Tax cuts for corporations and the rich, which Canadians were told would “trickle down” to them, have been a massive and expensive failure, says a prominent tax expert.
In a Gamechangers podcast interview released Monday, Toby Sanger, economist and executive director of Canadians for Tax Fairness, says tax cuts for corporations, capital gains and stock option income have been a “multi-hundreds of billions of dollars experiment that has effectively failed.”
Not surprisingly, the result of big tax cuts for corporations and rich Canadians has been rising inequality.
Top 1% now pay lower tax rate than lowest 10% incomes
People living on investment income now “pay a much lower rate of tax than ordinary Canadians pay on their employment income,” said Sanger.
Sanger cited a recent tax analysis by the Canadian Centre for Policy Alternatives that showed the average top one per cent income earner pays a lower tax rate than the average person who earns among the lowest 10 per cent of incomes.
The Chretien Liberals cut the so-called inclusion rate for capital gains from 75 per cent to 50 per cent — meaning half of capital gains income is now completely tax-free. That cut has been kept by Prime Ministers Martin, Harper and Trudeau, though Jagmeet Singh’s NDP has committed to reversing it.

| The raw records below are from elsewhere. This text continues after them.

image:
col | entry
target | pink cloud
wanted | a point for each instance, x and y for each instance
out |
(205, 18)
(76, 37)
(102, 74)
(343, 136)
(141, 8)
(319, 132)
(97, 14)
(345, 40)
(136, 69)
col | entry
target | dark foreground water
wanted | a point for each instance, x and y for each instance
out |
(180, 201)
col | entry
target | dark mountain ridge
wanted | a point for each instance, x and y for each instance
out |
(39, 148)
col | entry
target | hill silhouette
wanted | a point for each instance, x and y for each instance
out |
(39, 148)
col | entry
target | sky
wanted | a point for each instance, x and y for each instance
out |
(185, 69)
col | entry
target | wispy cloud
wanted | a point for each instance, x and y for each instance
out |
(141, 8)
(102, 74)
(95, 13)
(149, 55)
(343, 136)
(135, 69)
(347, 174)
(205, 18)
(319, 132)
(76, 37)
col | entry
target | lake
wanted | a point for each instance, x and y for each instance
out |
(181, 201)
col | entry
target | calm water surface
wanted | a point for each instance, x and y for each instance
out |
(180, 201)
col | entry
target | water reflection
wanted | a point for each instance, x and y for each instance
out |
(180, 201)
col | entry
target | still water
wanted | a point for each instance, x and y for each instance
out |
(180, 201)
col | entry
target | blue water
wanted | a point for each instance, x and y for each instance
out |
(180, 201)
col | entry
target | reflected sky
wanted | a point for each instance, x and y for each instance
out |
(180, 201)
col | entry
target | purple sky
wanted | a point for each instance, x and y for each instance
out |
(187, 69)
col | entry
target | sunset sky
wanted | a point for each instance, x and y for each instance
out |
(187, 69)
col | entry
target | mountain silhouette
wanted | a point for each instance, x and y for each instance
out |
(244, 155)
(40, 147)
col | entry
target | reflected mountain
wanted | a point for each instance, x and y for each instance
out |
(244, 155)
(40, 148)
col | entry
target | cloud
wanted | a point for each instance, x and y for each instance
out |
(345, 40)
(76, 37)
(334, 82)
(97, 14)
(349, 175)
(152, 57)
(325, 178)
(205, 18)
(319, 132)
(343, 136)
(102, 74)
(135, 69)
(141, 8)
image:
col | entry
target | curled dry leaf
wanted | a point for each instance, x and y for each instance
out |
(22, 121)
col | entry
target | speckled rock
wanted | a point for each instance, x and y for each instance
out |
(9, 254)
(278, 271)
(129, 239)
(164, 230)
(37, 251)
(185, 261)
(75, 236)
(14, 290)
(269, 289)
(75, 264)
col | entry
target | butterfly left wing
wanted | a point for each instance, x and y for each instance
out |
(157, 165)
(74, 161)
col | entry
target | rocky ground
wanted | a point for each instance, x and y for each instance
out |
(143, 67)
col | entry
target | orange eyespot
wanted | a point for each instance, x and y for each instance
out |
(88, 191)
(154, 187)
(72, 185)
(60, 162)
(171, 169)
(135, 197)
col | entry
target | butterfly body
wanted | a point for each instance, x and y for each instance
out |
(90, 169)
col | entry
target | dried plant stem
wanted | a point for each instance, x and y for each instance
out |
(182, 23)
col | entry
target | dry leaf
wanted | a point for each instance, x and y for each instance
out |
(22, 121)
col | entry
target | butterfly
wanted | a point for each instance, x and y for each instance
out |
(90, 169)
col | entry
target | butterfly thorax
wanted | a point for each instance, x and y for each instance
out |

Liberal changes saved the wealthiest individuals massive amounts. A Canadian with a $100 million fortune that generates capital gains of $10 million a year now pays tax on only $5 million, $2.5 less than the $7.5 million taxed at the old inclusion rate.
Based on combined federal-Ontario tax rates, by doubling the capital gain exclusion, Chretien’s tax cut gives that wealthy person with a $10 million income at least an extra $1.3 million each year.
The Chretien Liberals also launched corporate tax cuts continued by the Harper Conservatives. Corporate tax rates have been cut from 29 to 15 per cent. And in the 2008 federal election campaign, the Liberals led by Stephane Dion even promised to cut federal corporate tax to 14 per cent.
Tax cuts for wealthy come with health and housing cuts
Liberal and Conservative tax cuts for corporations and wealthy Canadians have reduced federal revenues, which have fallen from an average of about 17 per cent to about 14 per cent of GDP.
While the wealthiest got tax cuts, the federal government abandoned any new support for non-market housing construction and cut health care transfers to provinces.
The Trudeau Liberals have continued to shrink the Canadian Health Transfer in real terms, increasing it only three per cent a year, less than inflation plus population growth.
And although the Trudeau Liberals have put a communications premium on making — and remaking — housing announcements, a recent report from the Parliamentary Budget Office found housing investment under the Trudeau Liberals is substantially the same as under the Harper Conservatives.
According to the PBO report, the Trudeau Liberals’ much-hyped National Housing Strategy “largely maintains current funding levels for current activities in nominal term and slightly reduces targeted funding for households in core housing need.” The report concluded “it is not clear that the National Housing Strategy will reduce the prevalence of housing need”.